Когда она считала, что ее радужка темная, она ошибалась. Зрачок женщины окутала сама преисподняя в самую черную, пасмурную ночь.
Не была она похожа на гадалку, которая говорит чушь, а потом берет за неё едва ли не недельное жалование рабочего.
Ее не хотелось слушать. Ей не хотелось отвечать. И стоило бы выгнать ее, и Варвара желала того, только не могла. Ненормальное чувство заинтересованности шептало выслушать, продолжить разговор.

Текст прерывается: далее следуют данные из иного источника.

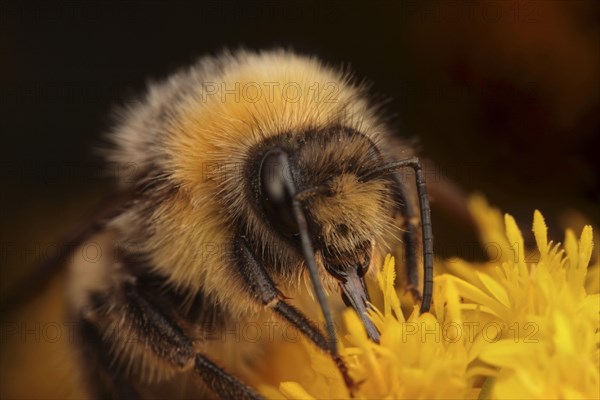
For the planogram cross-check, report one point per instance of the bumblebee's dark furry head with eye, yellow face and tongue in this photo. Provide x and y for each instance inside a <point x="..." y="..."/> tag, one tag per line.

- Я исполню любое твое желание.
- Зачем тебе это?
- Ты поможешь мне. Я – тебе. Желанье за первенца тёмного князя.
- И зачем? – Варвара продолжила отвечать. Она не собиралась соглашаться на сделку. Как минимум, это не разумно. Но не могла остановиться, позвать кучера или просто поднять шум.

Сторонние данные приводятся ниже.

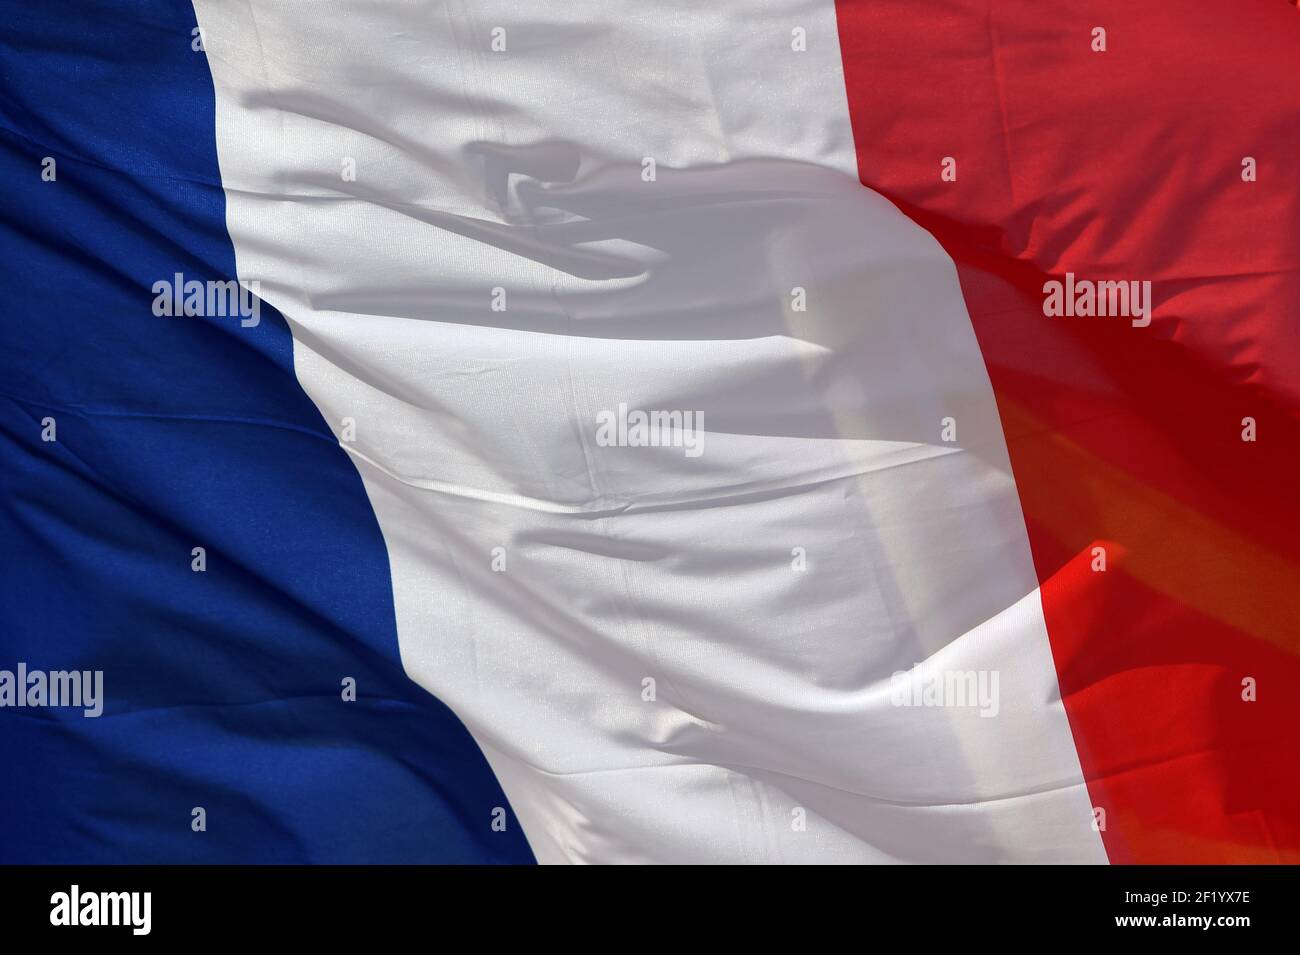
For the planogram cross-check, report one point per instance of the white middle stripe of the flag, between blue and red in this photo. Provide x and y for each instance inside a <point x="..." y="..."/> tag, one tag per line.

- А ты знать хочешь? – и не дожидаясь ответа, продолжила, - веру нашу он возродит, да восславит величайшего Бога из всех Богов. Избавит мир от горечи и порока, да станет самым чистым ребёнок его на земле грешной.

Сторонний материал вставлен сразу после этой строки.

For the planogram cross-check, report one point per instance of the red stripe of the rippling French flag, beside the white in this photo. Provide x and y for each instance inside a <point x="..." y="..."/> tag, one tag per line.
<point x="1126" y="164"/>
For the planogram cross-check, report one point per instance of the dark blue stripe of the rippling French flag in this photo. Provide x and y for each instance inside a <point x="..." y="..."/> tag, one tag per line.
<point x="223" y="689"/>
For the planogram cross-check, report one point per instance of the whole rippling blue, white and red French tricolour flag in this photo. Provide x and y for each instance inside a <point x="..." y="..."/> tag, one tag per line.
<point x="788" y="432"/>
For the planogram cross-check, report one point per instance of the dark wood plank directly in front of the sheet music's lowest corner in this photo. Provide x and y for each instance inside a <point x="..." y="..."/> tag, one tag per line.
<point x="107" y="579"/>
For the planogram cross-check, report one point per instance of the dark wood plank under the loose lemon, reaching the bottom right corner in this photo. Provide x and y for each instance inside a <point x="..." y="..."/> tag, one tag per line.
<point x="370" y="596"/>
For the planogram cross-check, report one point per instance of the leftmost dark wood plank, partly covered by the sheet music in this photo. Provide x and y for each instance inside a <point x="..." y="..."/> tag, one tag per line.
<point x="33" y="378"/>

Либо у женщины этой не правильное понимание учения богов, либо она в принципе превозносит кого-то другого. Но кого?
- Он и так станет самым великим, с таким-то отцом и доходом.
- Не сравнить низшее, проклятое с небесным! – завопила женщина, и сколько пренебрежения было в «человеческом», что Варвара не смогла сдержать желание поморщиться. Кажется, она кого-то оскорбила в лучших чувствах. И как только вопль этот никто не услышал за пределами экипажа.
- Прощу прощения. А взамен все, что я захочу, да?
- Все, что пожелает сердце и разум той. Одно желание.
- И с чего я должна жертвовать ребенком?
- Не понимаешь? – медленно покачала головой, хоть и понимала, что хочет от нее женщина и для чего, - или не хочешь понять? Не понять сердцу, вкусившему порок, предназначения первенца князя, что темную магию колдует.
- Чушь, - фыркнула, - я откажусь от столь занятного предложения.
- Ты получишь всего, чего пожелаешь. Хочешь красоты? Дарую ее тебе. Хочешь долгих лет? Мне труда не составит. Любви?
- Мне ничего из этого не надо.
- Чего же ты хочешь? – как-то внезапно вокруг стало темнее. Солнце что ли за облако спряталось?
- Ничего, - пожала плечами. Женщина смотрела в упор, вглядываясь в лицо, в глаза и не понимая, - ни-че-го, - по слогам повторила.
- А жизнь тебе твоя нужна?
- А вот она и так мне принадлежит.
- Уверена? – расхохоталась женщина, - я покажу тебе, что значит страдать. Не хочешь соглашаться? Тебе же хуже будет. Дитя, что ты будешь носить под сердцем, принадлежит Великому Мираю по праву. Ты не смеешь говорить мне нет.
-Но я скажу. Уходи.
Со словами “Ты пожалеешь” женщина толкнула дверцу и вышла. Она исчезла такой же незамеченной, как и появилась. Но голос ее висел в карете. И появлялись у Варвары мысли: все это не анекдот, который рассказывают те представители старого поколения, мечтающие еще о славе и о том, чтобы о них говорили в главных домах дворянства.
Что значат слова женщины, она не знала. Они выглядели, как бред сумасшедшего, и верить в них отчаянно не хотелось бы.
Вероятно, единственное место, которое знал кучер, была сомнительного вида лавочка, в глубине улицы отходящей от главной. Как сие заведение все еще не разорилось, даже если помещение принадлежало хозяйке или хозяину, осталось для леди секретом. Впрочем, о нем она забыла, стоило только следующий раз сесть в карету.
Когда Варвара зашла в салон модистки и попросила воспользоваться их задним выходом, женщина и ее помощницы захлопали глазами, и лицо их застыло в крайней степени удивления. Пришлось пояснять, что нужно ей всего-навсего выйти на проулок, а после того, как она ткнула в два первых попавшихся готовых платья и сказала, что возьмёт их, модистка расплылась в улыбке, будто поняла, почему ее клиентка прячется и от кого. Глаза ее заблестели от знания великой, как она посчитала, тайны. Что напридумывала себе женщина, Варвару не интересовало. Она расплатилась, оглянула свое ужасно белое платье в зеркало и замерла.
-Могу я надеть одно из купленных сейчас?
-Я уважаемая модистка. И вовсе не собираюсь потворствовать бесчестие, - возмутилась она, но все возгласы оскорбленной невинности затихли, стоило только блеснуть монете в руках Варвары.
И по узкому проулку шла уже не молодая леди, отправившаяся на прогулку с выбранным маменькой кавалером, а сбежавшая из дома девушка. Вероятно, ее обвинят в дурных манерах, когда узнают.